When Lori Planson approached Mountain Brook Gymnastics about her daughter, Emma, taking gymnastics, the gym’s staff didn’t hesitate to say yes. It didn’t matter to the coaches and board of directors that Emma was blind.

“When she came to me, it wasn’t a question of if we would teach Emma but of how was the best way to go about it,” board of directors vice president Chantal McManus said.

Emma, a kindergartner who attends public school, was born with Bilaterial Microphthalmia. She wears prosthetic eyes with a clear pupil, which allow her to use her residual vision.

Just as Emma learns Braille and other non-visual methods at school, she learns gymnastics through auditory and tactile methods.

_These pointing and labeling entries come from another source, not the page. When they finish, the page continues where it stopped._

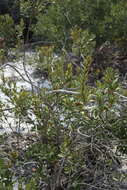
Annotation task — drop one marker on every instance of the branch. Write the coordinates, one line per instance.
(62, 91)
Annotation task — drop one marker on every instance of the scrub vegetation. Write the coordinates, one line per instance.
(78, 136)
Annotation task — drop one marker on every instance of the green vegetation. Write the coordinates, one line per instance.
(78, 127)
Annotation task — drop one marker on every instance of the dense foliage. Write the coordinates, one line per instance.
(78, 127)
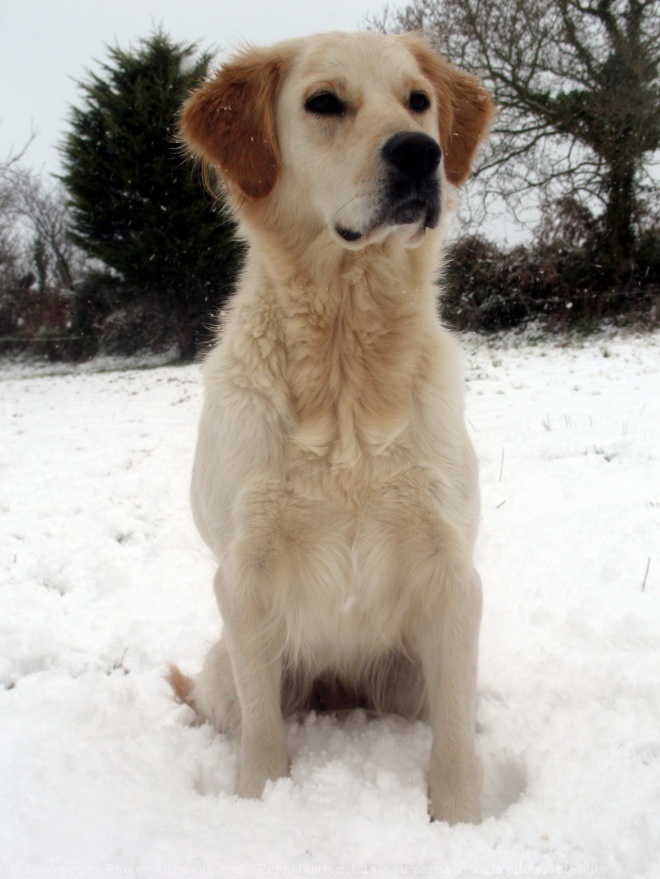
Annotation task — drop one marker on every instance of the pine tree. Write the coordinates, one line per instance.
(136, 202)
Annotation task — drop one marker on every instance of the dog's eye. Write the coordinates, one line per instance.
(418, 102)
(325, 104)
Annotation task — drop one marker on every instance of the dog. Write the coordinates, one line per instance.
(334, 479)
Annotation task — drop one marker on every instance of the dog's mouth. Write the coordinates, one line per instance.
(423, 213)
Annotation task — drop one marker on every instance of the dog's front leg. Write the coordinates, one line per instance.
(448, 647)
(257, 668)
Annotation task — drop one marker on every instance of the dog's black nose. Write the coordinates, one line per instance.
(414, 154)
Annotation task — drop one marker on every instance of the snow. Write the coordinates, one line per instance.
(104, 582)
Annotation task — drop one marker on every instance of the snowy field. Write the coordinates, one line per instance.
(104, 581)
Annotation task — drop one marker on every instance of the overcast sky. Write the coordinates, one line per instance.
(45, 45)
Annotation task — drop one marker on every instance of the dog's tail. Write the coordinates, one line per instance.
(181, 684)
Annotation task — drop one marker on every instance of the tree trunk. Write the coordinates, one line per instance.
(619, 234)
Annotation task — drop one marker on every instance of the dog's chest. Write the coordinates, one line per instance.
(350, 377)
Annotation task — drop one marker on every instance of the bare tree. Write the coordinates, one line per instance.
(579, 94)
(33, 229)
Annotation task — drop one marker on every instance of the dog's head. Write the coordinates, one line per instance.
(351, 134)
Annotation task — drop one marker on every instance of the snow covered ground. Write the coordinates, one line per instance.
(104, 581)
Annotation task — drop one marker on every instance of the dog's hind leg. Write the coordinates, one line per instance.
(212, 694)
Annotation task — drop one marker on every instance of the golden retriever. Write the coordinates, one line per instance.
(334, 479)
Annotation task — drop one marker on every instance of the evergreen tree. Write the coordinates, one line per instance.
(136, 203)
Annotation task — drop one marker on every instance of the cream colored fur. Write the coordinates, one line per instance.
(334, 479)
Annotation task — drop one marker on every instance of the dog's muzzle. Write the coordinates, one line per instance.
(411, 191)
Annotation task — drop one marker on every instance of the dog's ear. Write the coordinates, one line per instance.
(230, 121)
(465, 107)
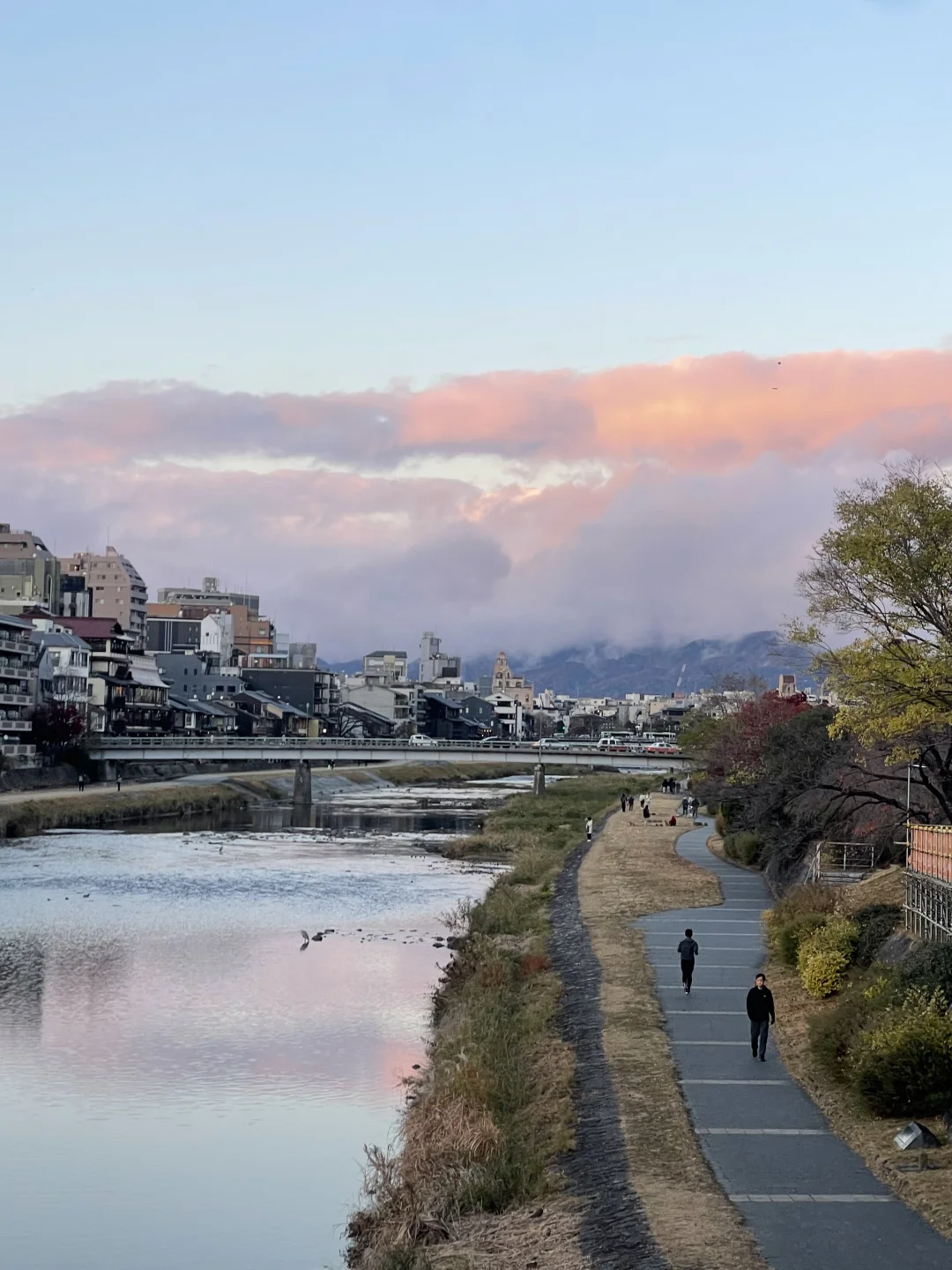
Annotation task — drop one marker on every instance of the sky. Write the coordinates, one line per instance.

Often gymnastics skills are taught to children by visually modeling them, but Emma must learn by repetition so that she can develop muscle memory for the positions.

In order to best teach Emma, the gym consulted with a teacher for the visually impaired as well as a cheernastics gymnast who is blind. Leila Owen, a gymnastics coach with 25 years of experience, started showing Emma how she should interpret words like “vault” and “backbend” in private lessons.

“Even the first time she just grabbed a bar with her hands and hung on was exciting for her,” McManus said. “It seems a very simple thing, but it is one that you wouldn’t know about if you hadn’t seen it. Gymnastics has opened up a whole new venue of life experiences for Emma.”

Gymnastics will also help Emma strengthen her upper body, which is often weak in people who are blind.

In June, Emma began to learn with a class of six other beginner gymnasts her age with an additional coach to provide verbal and tactile instruction for her.

Hailey McManus, McManus’ daughter who is a senior at Mountain Brook High School and has been a gymnast since age three, assists Emma during class. Emma holds Hailey’s arm so she can move from place to place in the gym. This human guide allows her to move around the gym safely without a white cane.

All the gymnasts get a sticker for a job well done at the end of a class. For Emma’s class, stickers are tactile with smiley faces with raised lines or a print/Braille word.

Hailey has been planning to become a vision teacher like her mom, so working with Emma is a learning ground for her too. Because there are few vision teachers in the U.S., having a second generation of people like Hailey has generated a lot of excitement in the profession.

This fall another child with low vision began attending a Mommy and Me class at Mountain Brook Gymnastics, and according to McManus, she absolutely loves it.

Having a gym open to readily teaching all children is exactly what McManus had hoped for.